In the summer of 1844, Plessis found her last great patron, the 78-year-old Count Gustav von Stackelberg (1766-1850). He was personally extremely wealthy and received a pension from the Tsar. Plessis and Stackelberg are said to have met at the spa resort of Bagnères-de-Luchon. She agreed to a liaison and he furnished her a magnificent six-room apartment on Boulevard de la Madeleine in Paris.

She was briefly married to at least one of her lovers: Count Édouard de Perregaux (1815-1889), a French nobleman and army officer.

==Death==
Marie Duplessis died of tuberculosis at the age of 23 on 3 February 1847. Her husband, the Comte de Perregaux, and her former lover, the Baltic-German count Gustav Ernst von Stackelberg, were by her side. Within a few weeks of her death, her belongings were auctioned off to pay her debts.

Her funeral in Montmartre Cemetery in Paris was attended by hundreds of people. Her tomb can be visited at the Montmartre cemetery.

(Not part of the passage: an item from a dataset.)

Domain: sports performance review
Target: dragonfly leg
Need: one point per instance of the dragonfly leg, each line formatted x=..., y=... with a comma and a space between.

==Novel, play, and opera==
Dumas's 1848 romantic novel The Lady of the Camellias was based on Duplessis. It appeared within a year of her death. In the book, Dumas became Armand Duval, and Duplessis became Marguerite Gautier. Dumas also adapted his story as a 1852 play, which inspired Giuseppe Verdi's 1853 opera La traviata and various films.

Duplessis is a major character in Sacha Guitry's play Debarau.

The journalist Romain Vienne was a childhood friend of hers and wrote La Vérité sur la dame aux camélias to correct some of the fictions that had grown up around her.